Ainsi, sans préjuger de la situation du recourant,
il apparaît justifié, sous l'angle de la proportionnalité et de la pesée des
intérêts, de ne pas accorder d'autorisation de séjour à l'enfant et à l'épouse
du recourant au titre de regroupement familial dès lors que le droit de séjour
en Suisse de ce dernier n'est actuellement pas assuré.
Le SPOP n'a ainsi pas abusé de son pouvoir
d'appréciation en décidant de suspendre sa décision jusqu'à droit connu sur la
procédure de révocation de la naturalisation en cours devant les instances
fédérales et n'a ainsi pas commis de déni de justice.
5.
Vu ce qui précède, le recours doit être rejeté.
Succombant, son auteur supportera un émolument judiciaire.
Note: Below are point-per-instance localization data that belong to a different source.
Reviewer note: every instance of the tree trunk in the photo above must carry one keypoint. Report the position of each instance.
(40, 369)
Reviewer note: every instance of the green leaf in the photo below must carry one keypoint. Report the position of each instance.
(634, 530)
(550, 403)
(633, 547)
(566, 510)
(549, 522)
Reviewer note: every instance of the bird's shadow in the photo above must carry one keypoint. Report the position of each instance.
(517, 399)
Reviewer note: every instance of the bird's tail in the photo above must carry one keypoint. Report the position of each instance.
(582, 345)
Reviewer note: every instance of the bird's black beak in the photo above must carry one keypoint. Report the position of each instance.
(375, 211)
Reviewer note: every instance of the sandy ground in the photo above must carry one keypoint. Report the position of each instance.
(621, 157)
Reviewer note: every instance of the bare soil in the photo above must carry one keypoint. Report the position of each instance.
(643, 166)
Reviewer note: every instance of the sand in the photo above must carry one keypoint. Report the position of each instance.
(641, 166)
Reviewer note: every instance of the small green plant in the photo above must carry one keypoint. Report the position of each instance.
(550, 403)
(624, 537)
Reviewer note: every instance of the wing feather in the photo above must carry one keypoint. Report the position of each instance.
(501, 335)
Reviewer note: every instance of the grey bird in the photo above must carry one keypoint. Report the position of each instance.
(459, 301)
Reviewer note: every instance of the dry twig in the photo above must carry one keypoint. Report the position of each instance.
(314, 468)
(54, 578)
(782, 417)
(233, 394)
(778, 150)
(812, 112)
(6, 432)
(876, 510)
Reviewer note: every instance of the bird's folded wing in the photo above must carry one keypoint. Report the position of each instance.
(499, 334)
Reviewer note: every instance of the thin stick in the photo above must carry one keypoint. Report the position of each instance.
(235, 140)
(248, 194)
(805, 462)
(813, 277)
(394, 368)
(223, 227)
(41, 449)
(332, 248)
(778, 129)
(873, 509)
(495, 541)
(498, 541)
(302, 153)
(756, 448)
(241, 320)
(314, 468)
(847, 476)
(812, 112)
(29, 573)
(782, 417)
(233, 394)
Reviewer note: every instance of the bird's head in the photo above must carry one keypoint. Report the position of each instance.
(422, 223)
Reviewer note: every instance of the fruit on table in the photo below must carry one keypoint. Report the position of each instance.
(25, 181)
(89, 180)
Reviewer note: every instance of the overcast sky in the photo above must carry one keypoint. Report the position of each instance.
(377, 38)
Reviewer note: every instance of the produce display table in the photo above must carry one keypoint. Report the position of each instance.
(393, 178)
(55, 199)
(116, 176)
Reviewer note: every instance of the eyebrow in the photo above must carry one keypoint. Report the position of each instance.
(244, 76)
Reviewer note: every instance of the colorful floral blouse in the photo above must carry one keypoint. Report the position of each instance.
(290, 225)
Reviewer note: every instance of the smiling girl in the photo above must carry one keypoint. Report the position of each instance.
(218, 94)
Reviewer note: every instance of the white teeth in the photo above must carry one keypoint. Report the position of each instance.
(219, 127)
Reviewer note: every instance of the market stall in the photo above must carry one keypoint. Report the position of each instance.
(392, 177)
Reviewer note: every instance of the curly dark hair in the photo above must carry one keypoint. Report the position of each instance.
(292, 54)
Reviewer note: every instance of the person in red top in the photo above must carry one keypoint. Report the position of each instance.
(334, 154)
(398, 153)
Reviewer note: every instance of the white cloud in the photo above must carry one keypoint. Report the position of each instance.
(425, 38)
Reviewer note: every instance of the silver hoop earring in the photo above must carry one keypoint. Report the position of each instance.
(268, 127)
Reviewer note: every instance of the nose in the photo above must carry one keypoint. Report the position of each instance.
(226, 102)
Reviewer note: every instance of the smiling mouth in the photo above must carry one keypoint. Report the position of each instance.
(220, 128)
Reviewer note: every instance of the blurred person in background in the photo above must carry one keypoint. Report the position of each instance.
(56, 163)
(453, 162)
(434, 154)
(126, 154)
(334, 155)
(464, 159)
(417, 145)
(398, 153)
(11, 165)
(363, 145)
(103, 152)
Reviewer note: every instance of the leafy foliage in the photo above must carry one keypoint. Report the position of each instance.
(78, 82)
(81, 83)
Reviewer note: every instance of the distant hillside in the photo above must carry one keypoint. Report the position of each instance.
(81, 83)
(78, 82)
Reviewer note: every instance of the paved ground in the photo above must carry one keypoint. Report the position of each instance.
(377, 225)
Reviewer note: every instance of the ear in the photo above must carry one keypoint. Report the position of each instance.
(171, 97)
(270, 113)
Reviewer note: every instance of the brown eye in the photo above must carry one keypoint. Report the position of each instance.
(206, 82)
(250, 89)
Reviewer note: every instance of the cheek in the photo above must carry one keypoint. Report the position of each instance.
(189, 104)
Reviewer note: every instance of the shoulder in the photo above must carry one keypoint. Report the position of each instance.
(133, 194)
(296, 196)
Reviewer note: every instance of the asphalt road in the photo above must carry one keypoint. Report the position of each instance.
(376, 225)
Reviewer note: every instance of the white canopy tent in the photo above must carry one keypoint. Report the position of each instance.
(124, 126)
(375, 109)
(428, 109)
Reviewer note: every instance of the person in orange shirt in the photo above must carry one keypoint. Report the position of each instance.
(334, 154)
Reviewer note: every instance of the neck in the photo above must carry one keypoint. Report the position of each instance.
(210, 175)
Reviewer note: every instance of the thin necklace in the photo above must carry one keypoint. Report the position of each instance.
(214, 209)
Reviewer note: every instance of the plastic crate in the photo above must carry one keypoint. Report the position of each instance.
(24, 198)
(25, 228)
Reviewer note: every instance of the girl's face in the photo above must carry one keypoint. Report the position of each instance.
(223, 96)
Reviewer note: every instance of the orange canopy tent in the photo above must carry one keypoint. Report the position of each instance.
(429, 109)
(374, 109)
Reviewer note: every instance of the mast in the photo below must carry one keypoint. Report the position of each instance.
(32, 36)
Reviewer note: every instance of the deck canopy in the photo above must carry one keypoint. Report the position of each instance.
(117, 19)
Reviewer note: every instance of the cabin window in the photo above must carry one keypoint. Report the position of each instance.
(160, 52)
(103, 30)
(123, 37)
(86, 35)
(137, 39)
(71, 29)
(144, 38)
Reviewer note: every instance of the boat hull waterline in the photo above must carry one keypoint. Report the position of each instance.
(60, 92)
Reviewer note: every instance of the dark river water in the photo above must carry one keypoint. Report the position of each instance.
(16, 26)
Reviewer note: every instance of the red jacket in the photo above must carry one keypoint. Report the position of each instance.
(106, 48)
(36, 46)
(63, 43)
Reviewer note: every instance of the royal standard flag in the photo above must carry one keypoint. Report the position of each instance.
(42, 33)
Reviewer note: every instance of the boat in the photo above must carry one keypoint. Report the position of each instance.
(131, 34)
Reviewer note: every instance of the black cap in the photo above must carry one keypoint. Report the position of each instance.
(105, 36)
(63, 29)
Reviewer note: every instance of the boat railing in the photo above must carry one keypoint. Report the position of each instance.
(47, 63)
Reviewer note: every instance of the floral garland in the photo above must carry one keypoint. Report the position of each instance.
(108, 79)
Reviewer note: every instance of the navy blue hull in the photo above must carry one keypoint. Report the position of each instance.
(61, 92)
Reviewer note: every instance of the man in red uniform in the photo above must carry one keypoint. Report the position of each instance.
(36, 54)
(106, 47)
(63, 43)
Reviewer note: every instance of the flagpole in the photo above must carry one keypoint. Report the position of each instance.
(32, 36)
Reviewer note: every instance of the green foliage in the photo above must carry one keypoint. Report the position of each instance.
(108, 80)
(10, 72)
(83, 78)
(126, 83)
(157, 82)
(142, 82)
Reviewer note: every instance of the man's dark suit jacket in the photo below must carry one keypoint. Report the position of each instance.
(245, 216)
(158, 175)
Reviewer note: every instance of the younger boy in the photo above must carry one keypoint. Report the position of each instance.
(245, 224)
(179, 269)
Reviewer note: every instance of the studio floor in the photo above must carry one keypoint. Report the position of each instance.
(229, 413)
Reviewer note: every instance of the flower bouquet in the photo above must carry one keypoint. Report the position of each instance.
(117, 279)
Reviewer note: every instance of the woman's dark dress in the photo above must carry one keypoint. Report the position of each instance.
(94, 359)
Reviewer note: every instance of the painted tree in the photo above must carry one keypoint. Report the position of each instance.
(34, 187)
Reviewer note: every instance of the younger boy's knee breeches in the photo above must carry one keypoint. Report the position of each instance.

Vu l'issue de son
pourvoi, il n'a pas droit à l'allocation de dépens.
Dispositif
Par ces motifs
le Tribunal administratif
arrête:
I.
Le recours est rejeté.
II.
Un émolument judiciaire de 500 (cinq cents) francs est mis
à la charge du recourant.
III.
Il n'est pas alloué de dépens.
Lausanne, le 16 janvier 2007
Le président: La
greffière:
Le présent arrêt est communiqué aux destinataires de
l'avis d'envoi ci-joint
Le présent arrêt peut faire l'objet, dans les trente
jours suivant sa notification, d'un recours au Tribunal fédéral. Le recours en
matière de droit public s'exerce aux conditions des articles 82 ss de la loi du
17 juin 2005 sur le Tribunal fédéral (LTF - RS 173.110), le recours
constitutionnel subsidiaire à celles des articles 113 ss LTF.